The number of factors that must be entered into existing HF risk score calculators is a major disadvantage. The Seattle Heart Failure Model, for example, requires approximately 20 variables, whereas the MAGGIC score requires 13 and the GWTG-HF risk score contains seven variables.3 In contrast, the GWTG-HF risk score contains three variables but is also effective at predicting in-hospital and post-discharge mortality in HF patients.4 The majority of HF risk score calculators share four variables (age, blood pressure, renal function, and serum sodium) that they believe to be significant predictors of adverse outcomes.42 The majority of risk score models are more accurate than pre-hospitalization rates in predicting mortality.7 The R-hf score, like the GWTG score, predicts post-discharge mortality. The R-hf score can help identify high-risk patients and improve compliance, potentially lowering the rate of HF re-hospitalizations.
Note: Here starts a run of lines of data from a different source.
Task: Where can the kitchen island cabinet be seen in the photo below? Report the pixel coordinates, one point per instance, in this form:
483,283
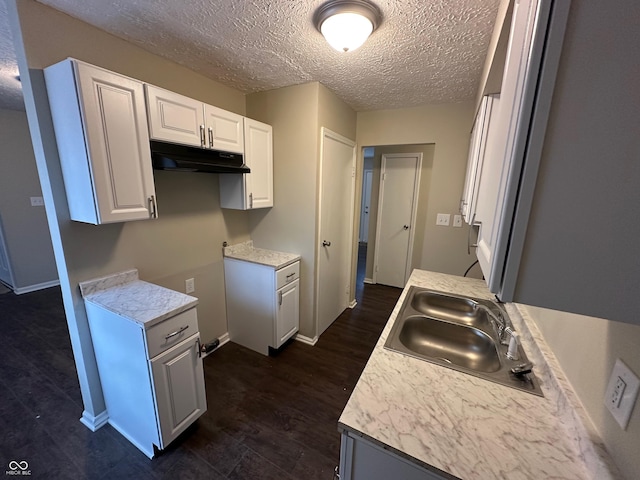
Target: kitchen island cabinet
445,423
263,296
147,347
101,130
175,118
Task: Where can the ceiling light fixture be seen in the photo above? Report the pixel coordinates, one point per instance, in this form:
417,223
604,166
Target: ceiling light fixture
346,24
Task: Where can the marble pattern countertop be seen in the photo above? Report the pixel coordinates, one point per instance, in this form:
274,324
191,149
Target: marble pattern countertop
247,252
144,303
472,428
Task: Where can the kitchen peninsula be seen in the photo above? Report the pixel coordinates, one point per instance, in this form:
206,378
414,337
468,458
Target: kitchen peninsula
431,422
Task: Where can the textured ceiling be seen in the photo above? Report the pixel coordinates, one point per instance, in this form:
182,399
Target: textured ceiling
425,51
10,89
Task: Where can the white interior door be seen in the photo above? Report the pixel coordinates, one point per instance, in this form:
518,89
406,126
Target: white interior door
335,229
366,206
399,181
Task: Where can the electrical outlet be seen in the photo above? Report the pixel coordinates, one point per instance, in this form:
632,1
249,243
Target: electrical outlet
443,219
621,393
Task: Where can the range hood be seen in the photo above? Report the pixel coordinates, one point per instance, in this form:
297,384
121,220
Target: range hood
171,156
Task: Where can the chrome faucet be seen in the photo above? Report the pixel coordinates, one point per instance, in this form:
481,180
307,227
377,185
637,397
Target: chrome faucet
503,330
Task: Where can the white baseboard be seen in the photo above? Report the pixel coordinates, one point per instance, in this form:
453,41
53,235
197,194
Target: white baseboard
307,340
37,286
94,422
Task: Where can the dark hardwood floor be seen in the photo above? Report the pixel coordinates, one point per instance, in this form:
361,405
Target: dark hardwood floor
267,418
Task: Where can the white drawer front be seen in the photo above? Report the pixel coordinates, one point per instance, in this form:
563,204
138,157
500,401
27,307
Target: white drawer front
171,332
287,275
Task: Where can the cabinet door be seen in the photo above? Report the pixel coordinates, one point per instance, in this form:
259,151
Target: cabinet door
287,312
174,118
225,130
178,380
117,142
259,158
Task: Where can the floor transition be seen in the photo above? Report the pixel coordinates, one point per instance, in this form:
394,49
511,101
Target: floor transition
267,418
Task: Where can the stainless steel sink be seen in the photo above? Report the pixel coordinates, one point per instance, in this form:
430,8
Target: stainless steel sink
461,333
454,344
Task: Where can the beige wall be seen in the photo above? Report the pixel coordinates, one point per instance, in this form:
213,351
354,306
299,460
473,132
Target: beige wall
587,349
25,227
427,152
297,113
290,225
186,241
448,127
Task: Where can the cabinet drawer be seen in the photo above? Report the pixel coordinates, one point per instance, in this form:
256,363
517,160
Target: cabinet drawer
171,332
287,274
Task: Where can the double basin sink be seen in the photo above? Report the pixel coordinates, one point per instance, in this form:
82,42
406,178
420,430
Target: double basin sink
470,335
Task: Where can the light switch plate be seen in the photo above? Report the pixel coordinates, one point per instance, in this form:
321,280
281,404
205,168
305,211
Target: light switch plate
621,393
443,219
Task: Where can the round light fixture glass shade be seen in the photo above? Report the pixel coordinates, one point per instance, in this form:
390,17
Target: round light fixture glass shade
346,31
346,24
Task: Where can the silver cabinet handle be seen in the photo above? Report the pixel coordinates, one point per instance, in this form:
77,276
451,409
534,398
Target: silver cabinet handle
153,211
177,332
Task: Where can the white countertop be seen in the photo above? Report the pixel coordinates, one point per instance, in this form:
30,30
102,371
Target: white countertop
469,427
247,252
144,303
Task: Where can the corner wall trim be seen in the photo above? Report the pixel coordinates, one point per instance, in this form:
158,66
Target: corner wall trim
307,340
35,287
92,422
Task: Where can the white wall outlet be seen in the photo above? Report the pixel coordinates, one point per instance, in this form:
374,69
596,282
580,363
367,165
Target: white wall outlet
621,393
443,219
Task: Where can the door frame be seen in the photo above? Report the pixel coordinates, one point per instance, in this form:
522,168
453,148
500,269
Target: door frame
326,133
367,172
414,211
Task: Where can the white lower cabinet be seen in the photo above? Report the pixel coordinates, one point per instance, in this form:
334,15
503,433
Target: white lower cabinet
263,303
361,459
152,379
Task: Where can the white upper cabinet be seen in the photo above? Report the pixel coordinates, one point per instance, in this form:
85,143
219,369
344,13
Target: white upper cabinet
101,130
178,119
255,189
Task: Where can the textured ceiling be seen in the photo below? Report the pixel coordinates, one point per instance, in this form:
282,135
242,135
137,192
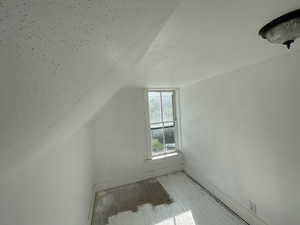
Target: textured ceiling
61,60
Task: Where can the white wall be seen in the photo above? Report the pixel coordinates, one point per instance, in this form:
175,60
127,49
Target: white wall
241,136
54,187
119,142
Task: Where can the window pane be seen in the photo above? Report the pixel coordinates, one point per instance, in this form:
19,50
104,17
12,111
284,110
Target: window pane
169,124
154,107
157,141
170,139
156,125
167,104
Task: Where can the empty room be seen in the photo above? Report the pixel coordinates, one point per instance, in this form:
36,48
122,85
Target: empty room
149,112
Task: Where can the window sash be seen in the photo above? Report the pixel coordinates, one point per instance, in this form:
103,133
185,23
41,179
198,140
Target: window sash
163,123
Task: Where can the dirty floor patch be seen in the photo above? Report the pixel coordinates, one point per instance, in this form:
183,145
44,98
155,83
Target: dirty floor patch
128,198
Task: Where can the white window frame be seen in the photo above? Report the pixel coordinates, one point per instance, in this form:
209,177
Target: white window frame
149,155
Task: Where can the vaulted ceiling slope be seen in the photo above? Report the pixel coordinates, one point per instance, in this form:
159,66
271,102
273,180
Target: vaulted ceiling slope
61,60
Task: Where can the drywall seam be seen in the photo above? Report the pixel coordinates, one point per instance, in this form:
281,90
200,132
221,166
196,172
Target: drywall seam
228,202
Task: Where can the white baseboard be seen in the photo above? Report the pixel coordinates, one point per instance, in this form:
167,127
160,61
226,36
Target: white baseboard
240,210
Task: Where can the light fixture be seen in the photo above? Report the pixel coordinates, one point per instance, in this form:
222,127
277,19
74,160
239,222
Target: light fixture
283,30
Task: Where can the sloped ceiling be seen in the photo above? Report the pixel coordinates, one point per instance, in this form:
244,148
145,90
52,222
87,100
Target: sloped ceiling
61,60
203,38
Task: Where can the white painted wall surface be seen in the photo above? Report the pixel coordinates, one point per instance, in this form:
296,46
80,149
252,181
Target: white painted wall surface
52,188
241,135
119,142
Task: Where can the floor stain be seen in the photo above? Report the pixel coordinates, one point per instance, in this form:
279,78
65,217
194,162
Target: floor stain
128,198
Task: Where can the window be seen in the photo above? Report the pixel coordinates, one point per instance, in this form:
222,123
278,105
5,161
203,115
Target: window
163,124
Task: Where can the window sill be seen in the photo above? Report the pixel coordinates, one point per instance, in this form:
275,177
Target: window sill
168,155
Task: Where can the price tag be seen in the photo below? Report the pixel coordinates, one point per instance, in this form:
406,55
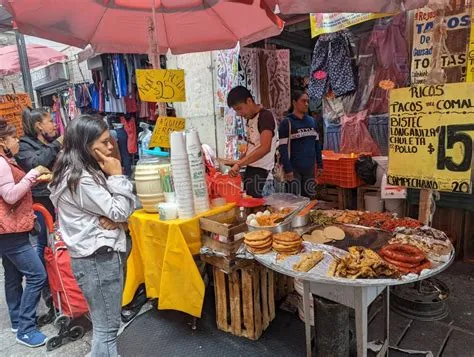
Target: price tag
161,85
164,126
431,137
When compared to the MAGGIC score, eGFR was used instead of creatinine, with fewer variables needed in the R-hf risk score. The R-hf risk score was developed from a relatively small cohort from the Arabian Gulf Care registry of AHF patients when compared to the Seattle Heart Failure Model. Nevertheless, the advantage of the R-hf risk score is that it only includes four variables and yet outperforms more complicated models.43

The HF-ACTION predictive risk score model, like the R-hf risk score, is one of the risk scores that predicts mortality in HFrEF patients.9 The variables chosen in this case were also not user-friendly. It focused mostly on ambulatory HF patients, whereas our score was applied to AHF patients. They used blood urea nitrogen (BUN) as a potent variable, whereas we used eGFR, which is more accurate than BUN or creatinine alone in predicting outcomes.43–47

There are also important differences between the R-hf risk score and other published scores.26 The ESCAPE risk model and discharge score also selected ambulatory HF patients and excluded those patients who had baseline characteristics, which predicts worse outcomes.11 The R-hf risk score, by contrast, includes all patients who had AHF. Moreover, the development cohort for the CORONA prognostic risk model had older patients averaging 72 years, whilst other risk models had a lower age. Scores from the Seattle and CHARM models did not incorporate NT pro-BNP, which has been shown to improve risk stratification.12 Lee et al,17 clinical model for predicting mortality did not incorporate EF in the variables utilized for risk prediction. Moreover, BUN was the renal variable while eGFR was used in the R-hf risk score. Previous studies have reported more accurate risk prediction using eGFR.44–48

The major strength of this study is the inclusion of HF patients from seven countries based in the Middle East. Moreover, the current dataset was built from a registry, which could lead to bias as potential confounders such as iron levels and history of chronic anemia were not available for incorporation into the multivariable models. The impact of the R-hf score was only examined in AHF patients from the Middle Eastern nations. Multi-modality machine learning approach for risk stratification in HF is emerging,49 and further studies are needed to examine whether this score has similar predictive values for cohorts with other ethnicities. Finally, only HFrEF patients are eligible for this score and needs to be validated for other HF subtypes, such as HF with midrange, preserved, or recovered ejection fraction.50–53

The results of the current study may not be completely generalizable since just a few hospitals in various countries participated in the registry. This study was also unable to determine reasons for the underuse of drugs or procedures. The measurement of natriuretic peptides was optional because they are not routinely measured in all countries. There was no centralized evaluation of echocardiographic interpretation; it was left to the discretion of the person performing the investigation. The renal function of patients at discharge is unclear, and there are no statistics on the number of patients who improve their renal function.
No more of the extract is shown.